10. A system for controlling a plurality of driverless vehicles in a fixed guideway system, comprising:

an interface in each of the vehicles; and

a station controller that communicates with the interface in each of the vehicles to control the application of emergency braking in each of the vehicles, the station controller controlling the application of emergency braking in each of the vehicles by:

identifying a controlled braking rate for each of the plurality of vehicles, the controlled braking rate including best and worst case jerk and acceleration rates for emergency braking;

periodically determining whether there are any safety violations in the system, the determination taking into account the controlled braking rates of the vehicles, and

withholding transmission of a safety signal to certain of the vehicles if there is a violation.

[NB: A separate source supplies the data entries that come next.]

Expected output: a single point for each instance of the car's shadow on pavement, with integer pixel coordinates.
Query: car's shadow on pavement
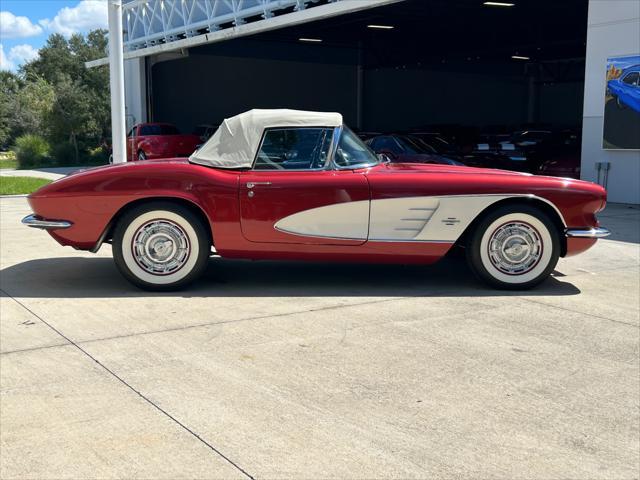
(98, 278)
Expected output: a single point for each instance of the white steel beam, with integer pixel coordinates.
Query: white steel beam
(116, 82)
(157, 26)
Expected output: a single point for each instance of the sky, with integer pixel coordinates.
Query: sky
(25, 25)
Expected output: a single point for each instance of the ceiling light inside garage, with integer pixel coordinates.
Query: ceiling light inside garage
(381, 27)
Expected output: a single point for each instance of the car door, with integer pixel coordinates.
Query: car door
(292, 195)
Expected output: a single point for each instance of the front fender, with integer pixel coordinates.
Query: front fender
(93, 200)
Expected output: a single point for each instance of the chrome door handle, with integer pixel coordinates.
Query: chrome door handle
(253, 184)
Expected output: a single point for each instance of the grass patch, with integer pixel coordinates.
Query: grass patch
(21, 185)
(8, 160)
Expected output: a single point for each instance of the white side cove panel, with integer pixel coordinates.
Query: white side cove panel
(417, 219)
(401, 218)
(454, 215)
(348, 220)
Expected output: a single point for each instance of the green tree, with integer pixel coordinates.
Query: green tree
(80, 113)
(25, 104)
(10, 85)
(72, 118)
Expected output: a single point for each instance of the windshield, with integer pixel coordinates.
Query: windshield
(352, 152)
(416, 145)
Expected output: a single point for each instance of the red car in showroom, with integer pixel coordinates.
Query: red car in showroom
(148, 141)
(286, 184)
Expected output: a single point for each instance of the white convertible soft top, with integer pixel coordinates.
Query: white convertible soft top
(236, 142)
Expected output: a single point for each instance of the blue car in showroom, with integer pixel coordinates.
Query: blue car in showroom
(626, 88)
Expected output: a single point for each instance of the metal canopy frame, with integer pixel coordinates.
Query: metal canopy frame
(157, 26)
(150, 23)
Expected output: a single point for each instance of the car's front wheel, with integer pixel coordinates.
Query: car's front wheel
(160, 246)
(514, 247)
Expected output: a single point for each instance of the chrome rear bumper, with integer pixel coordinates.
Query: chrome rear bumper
(598, 232)
(35, 222)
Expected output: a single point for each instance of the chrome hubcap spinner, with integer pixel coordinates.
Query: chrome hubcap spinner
(515, 248)
(160, 247)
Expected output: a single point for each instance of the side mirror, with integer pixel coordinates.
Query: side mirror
(389, 154)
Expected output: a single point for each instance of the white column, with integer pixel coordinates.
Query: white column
(116, 81)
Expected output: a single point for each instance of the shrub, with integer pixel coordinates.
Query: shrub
(32, 151)
(98, 156)
(64, 154)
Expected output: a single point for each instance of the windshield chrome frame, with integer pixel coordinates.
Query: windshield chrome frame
(337, 135)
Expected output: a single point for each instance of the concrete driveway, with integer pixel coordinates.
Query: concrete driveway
(287, 370)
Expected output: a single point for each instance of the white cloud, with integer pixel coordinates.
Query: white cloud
(18, 55)
(5, 63)
(87, 15)
(17, 27)
(22, 54)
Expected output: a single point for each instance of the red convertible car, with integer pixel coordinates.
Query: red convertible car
(147, 141)
(286, 184)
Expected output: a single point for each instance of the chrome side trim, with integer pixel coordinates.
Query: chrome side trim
(35, 222)
(598, 232)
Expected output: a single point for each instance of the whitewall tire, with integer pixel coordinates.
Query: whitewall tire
(514, 247)
(160, 246)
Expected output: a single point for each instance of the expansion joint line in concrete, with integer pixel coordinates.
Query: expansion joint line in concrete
(133, 389)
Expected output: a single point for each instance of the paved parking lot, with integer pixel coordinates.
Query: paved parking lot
(287, 370)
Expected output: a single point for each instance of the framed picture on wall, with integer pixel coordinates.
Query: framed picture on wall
(622, 104)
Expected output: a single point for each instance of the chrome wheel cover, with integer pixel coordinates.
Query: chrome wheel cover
(515, 248)
(160, 247)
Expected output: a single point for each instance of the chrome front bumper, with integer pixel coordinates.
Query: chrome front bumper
(598, 232)
(35, 222)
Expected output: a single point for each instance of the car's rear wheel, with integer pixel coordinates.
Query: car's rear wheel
(514, 247)
(160, 246)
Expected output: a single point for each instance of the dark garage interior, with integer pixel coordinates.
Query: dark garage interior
(444, 62)
(475, 75)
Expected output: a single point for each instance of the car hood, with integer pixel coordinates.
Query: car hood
(443, 168)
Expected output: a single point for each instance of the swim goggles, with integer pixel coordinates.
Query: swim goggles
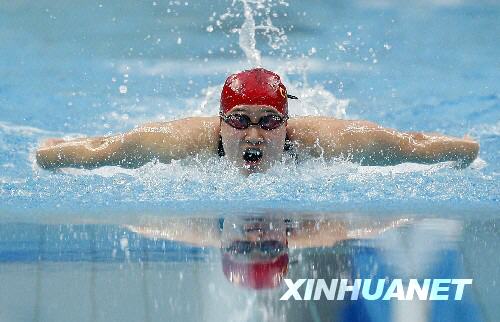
(241, 121)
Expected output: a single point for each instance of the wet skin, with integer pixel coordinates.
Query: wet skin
(236, 142)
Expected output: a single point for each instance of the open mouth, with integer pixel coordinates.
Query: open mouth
(252, 156)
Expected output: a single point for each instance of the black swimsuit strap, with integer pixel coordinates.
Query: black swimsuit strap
(288, 146)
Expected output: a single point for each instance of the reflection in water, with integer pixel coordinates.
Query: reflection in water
(232, 268)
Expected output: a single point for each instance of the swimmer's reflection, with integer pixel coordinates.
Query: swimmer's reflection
(255, 250)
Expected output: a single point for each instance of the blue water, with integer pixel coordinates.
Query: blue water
(93, 68)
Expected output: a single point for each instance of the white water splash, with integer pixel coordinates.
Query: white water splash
(247, 36)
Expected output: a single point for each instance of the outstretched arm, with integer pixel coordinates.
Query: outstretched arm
(371, 144)
(164, 141)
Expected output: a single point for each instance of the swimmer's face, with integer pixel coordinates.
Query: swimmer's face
(269, 233)
(253, 149)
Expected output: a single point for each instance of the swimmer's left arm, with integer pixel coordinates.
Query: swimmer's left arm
(372, 144)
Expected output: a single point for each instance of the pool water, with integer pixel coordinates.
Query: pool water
(96, 68)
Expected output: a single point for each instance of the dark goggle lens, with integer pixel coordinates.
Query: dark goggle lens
(238, 121)
(268, 122)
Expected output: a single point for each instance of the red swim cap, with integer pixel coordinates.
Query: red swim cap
(256, 86)
(256, 275)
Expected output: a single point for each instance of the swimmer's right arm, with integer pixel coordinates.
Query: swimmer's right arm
(165, 141)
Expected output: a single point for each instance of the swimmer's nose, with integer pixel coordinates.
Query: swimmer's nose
(254, 136)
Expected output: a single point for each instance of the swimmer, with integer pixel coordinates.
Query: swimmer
(254, 131)
(255, 249)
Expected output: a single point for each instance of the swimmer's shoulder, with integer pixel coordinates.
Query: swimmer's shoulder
(309, 127)
(194, 133)
(195, 123)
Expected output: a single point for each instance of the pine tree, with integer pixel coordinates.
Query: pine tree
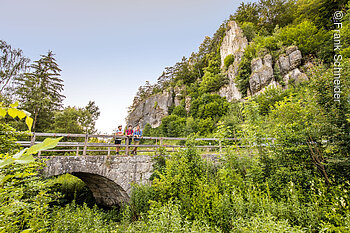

11. A system according to claim 10, wherein the station controller further maintains separation between certain of the vehicles by calculating a stopping distance delta between a leading vehicle and a trailing vehicle.

12. A system according to claim 11, wherein the stopping distance delta includes a worst case stopping distance of the trailing vehicle and a best case stopping distance of the leading vehicle.

13. A system according to claim 12, wherein the station controller further calculates the worst case stopping distance and the best case stopping distance using the controlled braking rate.

14. A system according to claim 11, wherein the station controller periodically determines any safety violations by continually monitoring the stopping distance delta.

15. A system according to claim 14, wherein continually monitoring the stopping distance delta includes periodically receiving location information from the plurality of vehicles.

16. A system according to claim 15, wherein communication based train control is used to periodically receive the location information from the plurality of vehicles.

17. A system according to claim 10, wherein the station controller periodically determines safety violations by maintaining a minimum headway between all vehicles in the system.

18. A system according to claim 10, wherein safety violations include one or more of a civil speed limit violation, a safe separation violation between two vehicles traveling in the same direction on the same track, a merge point violation, a diverge point violation, and a safe separation violation between two vehicles traveling in opposite directions on the same track.

19. A system according to claim 10, further comprising:

a transmitter in the station controller that transmits a safety enable signal to the vehicles if the station controller does not detect any safety violations, wherein the station controller withholds transmission of the safety enable signal to the certain vehicles.

20. A system according to claim 13, further comprising:

a receiver in the station controller that periodically receives location information from the plurality of vehicles.

21. A system according to claim 20, wherein communication based train control is used to periodically receive the location information from the plurality of vehicles.